There are those who would argue that Supreme Court nominations should not be subject to public opinion because (1) it politicizes the Court and (2) the public is ignorant of the expertise necessary to be a successful justice. I will address (1) first, as it can be refuted quite simply: that ship has sailed. A CNN exit poll conducted during the 2016 election found that for 21% of voters, Supreme Court appointments were the single most important factor in choosing for whom to vote. Another 48% listed the appointments as “an important factor” in their decision. To argue that the Supreme Court is an apolitical institution is just not a tenable position in 2019. (2), similarly, holds no water when scrutinized. The average American does not understand the United States naval policy in the South China Sea, yet we trust the American public to elect our Commander-in-Chief, the individual directly responsible for the United States naval actions in that theater. People need not know the minutiae of the law in order to select a Justice. How might they make an intelligent decision? The same way that they vote currently: due diligence, helped along by various organizations, think tanks, media outlets, Hollywood stars, and other politicians that provide their analysis of a candidate. Individuals need not a law degree to know that they believe in rehabilitative justice or that they are pro-life. Information about candidates for the Supreme Court would trickle down to voters through the same channels that people currently use to evaluate politicians. 

Many states actually already elect justices to their local supreme court. Fifteen states allow non-partisan elections for judges and seven allow partisan ones. I cannot speak to the efficacy of said systems—I have not conducted any comparative studies between states with and without elected judiciaries. However, I can say, at the very least,  that an elected judiciary is a viable option worth exploring. Many places have been doing it for a long time with success. Furthermore, requirements can be imposed to ensure that Supreme Court Justices are properly qualified, similar to the age, citizenship, and residency requirements for members of Congress and President. This would help to prevent joke or protest candidacies.
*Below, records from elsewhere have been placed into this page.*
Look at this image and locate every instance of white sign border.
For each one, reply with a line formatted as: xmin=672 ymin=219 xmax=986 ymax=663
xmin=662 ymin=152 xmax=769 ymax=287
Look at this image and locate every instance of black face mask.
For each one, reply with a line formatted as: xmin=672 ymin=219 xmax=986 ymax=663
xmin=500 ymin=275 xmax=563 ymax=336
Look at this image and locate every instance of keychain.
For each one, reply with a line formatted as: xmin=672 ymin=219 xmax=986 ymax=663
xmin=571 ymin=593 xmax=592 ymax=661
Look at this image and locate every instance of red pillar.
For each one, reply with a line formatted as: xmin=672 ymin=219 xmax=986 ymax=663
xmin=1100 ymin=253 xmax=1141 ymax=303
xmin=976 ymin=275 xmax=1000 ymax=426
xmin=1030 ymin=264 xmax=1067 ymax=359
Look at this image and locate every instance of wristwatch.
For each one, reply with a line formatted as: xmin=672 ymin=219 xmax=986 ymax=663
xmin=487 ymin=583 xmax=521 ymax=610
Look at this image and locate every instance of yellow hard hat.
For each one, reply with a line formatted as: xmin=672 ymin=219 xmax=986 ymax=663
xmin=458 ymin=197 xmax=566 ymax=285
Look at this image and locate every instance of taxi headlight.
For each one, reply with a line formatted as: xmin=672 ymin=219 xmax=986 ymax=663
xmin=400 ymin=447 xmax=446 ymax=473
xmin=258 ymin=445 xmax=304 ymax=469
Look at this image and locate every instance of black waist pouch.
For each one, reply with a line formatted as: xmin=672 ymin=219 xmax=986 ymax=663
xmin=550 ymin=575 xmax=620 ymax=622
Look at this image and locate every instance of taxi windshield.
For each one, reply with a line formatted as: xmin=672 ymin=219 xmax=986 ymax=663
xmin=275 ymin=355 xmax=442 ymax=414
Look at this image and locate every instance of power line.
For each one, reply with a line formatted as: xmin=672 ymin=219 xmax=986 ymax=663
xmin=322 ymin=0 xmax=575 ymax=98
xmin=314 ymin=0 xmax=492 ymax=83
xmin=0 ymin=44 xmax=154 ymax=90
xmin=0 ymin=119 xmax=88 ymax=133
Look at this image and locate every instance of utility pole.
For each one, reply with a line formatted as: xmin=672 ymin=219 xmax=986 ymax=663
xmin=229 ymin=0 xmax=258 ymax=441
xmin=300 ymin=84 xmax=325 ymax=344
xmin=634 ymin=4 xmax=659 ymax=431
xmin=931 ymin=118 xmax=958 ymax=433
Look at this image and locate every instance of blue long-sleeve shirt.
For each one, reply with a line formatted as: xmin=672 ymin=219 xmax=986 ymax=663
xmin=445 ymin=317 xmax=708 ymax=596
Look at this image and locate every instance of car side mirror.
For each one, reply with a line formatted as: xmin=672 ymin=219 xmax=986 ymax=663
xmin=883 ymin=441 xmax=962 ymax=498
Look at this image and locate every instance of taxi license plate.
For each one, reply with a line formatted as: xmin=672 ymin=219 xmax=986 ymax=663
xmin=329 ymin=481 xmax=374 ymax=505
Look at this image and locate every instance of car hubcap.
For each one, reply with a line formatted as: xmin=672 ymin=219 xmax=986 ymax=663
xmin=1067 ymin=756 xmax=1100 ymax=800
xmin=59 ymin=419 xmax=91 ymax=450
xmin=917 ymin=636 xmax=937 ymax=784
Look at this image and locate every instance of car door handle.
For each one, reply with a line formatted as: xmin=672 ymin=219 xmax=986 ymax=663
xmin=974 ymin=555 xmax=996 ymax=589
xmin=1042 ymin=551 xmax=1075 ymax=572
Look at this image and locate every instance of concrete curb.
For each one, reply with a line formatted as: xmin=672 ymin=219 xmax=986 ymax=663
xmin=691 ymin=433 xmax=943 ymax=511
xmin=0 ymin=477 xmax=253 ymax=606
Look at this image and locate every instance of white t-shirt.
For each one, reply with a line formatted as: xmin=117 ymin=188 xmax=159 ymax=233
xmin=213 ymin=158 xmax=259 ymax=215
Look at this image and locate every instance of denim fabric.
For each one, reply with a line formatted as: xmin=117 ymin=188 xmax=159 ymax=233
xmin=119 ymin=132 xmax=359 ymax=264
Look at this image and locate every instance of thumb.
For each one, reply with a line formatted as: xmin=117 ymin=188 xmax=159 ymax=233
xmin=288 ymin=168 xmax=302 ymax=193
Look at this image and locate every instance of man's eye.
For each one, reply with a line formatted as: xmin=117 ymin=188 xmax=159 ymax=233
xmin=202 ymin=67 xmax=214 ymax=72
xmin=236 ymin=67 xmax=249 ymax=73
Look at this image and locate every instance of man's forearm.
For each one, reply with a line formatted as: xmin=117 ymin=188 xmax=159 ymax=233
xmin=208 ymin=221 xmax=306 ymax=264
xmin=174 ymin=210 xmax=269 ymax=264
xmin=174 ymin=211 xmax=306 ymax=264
Allowing for the direct election of Justices would allow the Supreme Court to become a truly co-equal branch of government. Supreme Court Justice is the only constitutionally-mandated position that depends upon the existence of the other two branches of government. Debates over whether judicial “overreach” or “activism” is undemocratic would vanish. The elephant in the room is, of course, the viability of passing such a constitutional amendment. Constitutional amendments require a two-thirds vote in both chambers of Congress (but, importantly, not the assent of the president) in order to be proposed. Then, three-quarters of the state legislatures must approve the amendment. The chances of the Senate voluntarily choosing to relinquish one of its most powerful responsibilities, that of “advice and consent,” is near zero. The only other route to proposing a constitutional amendment is for two-thirds of the state legislatures to propose a constitutional convention, which has never happened in American history. 

There is very little chance for processes involving the appointment of Supreme Court Justices to change via constitutional amendment, barring any radical change in American politics. Still, it is an option that merits serious exploration, especially given the success that direct elections of judiciaries in individual states have experienced. As discussed above, it may solve a lot of the problems inherent in the system that we have today.


[1]  Gallup, Inc. "Americans Still Closely Divided on Kavanaugh Confirmation." October 03, 2018. Accessed January 22, 2019.

[2] Plebiscites can be held for nominees, but they would count as nothing more than the non-binding advice of the People.